I’m interested in population genetics, the study of how populations evolve and how we can infer these evolutionary changes from looking at their genomes. Often, we wish to understand how individuals in a population genetically relate to each other, whether they’re split into two, clustered into groups, or something else.

One big problem, however, is dealing with the high dimensional nature of genomic data. A Single Nucleotide Polymorphism (SNP) is a site where individuals can differ.

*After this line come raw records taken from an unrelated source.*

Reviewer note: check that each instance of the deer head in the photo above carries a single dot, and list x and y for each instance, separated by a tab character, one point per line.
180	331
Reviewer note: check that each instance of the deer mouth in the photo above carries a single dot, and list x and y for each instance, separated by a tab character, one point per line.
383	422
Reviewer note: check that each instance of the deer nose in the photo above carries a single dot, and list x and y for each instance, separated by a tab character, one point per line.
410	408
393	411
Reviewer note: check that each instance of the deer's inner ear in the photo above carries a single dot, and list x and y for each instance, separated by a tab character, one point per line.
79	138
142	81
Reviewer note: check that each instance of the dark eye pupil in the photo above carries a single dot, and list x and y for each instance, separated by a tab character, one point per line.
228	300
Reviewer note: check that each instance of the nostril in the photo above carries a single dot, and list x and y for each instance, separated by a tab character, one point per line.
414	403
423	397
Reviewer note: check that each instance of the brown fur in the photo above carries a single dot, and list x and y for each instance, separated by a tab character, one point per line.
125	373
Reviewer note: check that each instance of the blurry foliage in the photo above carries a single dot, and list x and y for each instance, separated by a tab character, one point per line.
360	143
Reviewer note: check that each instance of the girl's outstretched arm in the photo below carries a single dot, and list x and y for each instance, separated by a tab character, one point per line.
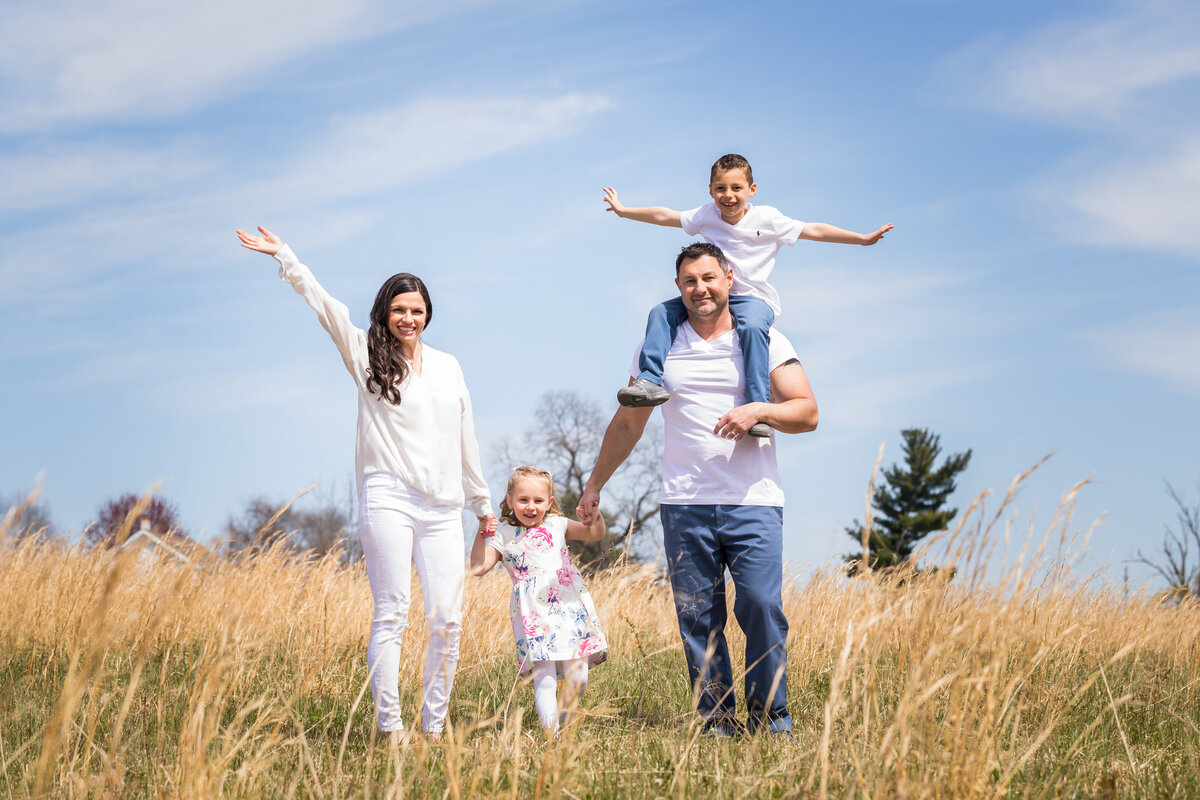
592	531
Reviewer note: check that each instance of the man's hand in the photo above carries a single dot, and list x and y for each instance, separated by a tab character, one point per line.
610	197
877	235
737	422
588	507
268	242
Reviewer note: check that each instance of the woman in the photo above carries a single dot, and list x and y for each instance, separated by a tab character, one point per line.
418	464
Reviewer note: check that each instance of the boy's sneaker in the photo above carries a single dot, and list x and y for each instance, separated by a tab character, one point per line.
642	392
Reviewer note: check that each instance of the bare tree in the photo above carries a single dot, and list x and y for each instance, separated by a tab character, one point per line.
115	519
1180	564
317	527
565	439
23	515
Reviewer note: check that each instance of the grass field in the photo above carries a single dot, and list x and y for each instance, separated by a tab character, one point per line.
247	679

A population usually contains hundreds of sequenced individuals, each with tens, if not hundreds of thousands of SNPs. How would we even make sense of this data? Which SNPs should we use to compare individuals? If two individuals are similar at some SNPs but different at others, are they considered similar or different?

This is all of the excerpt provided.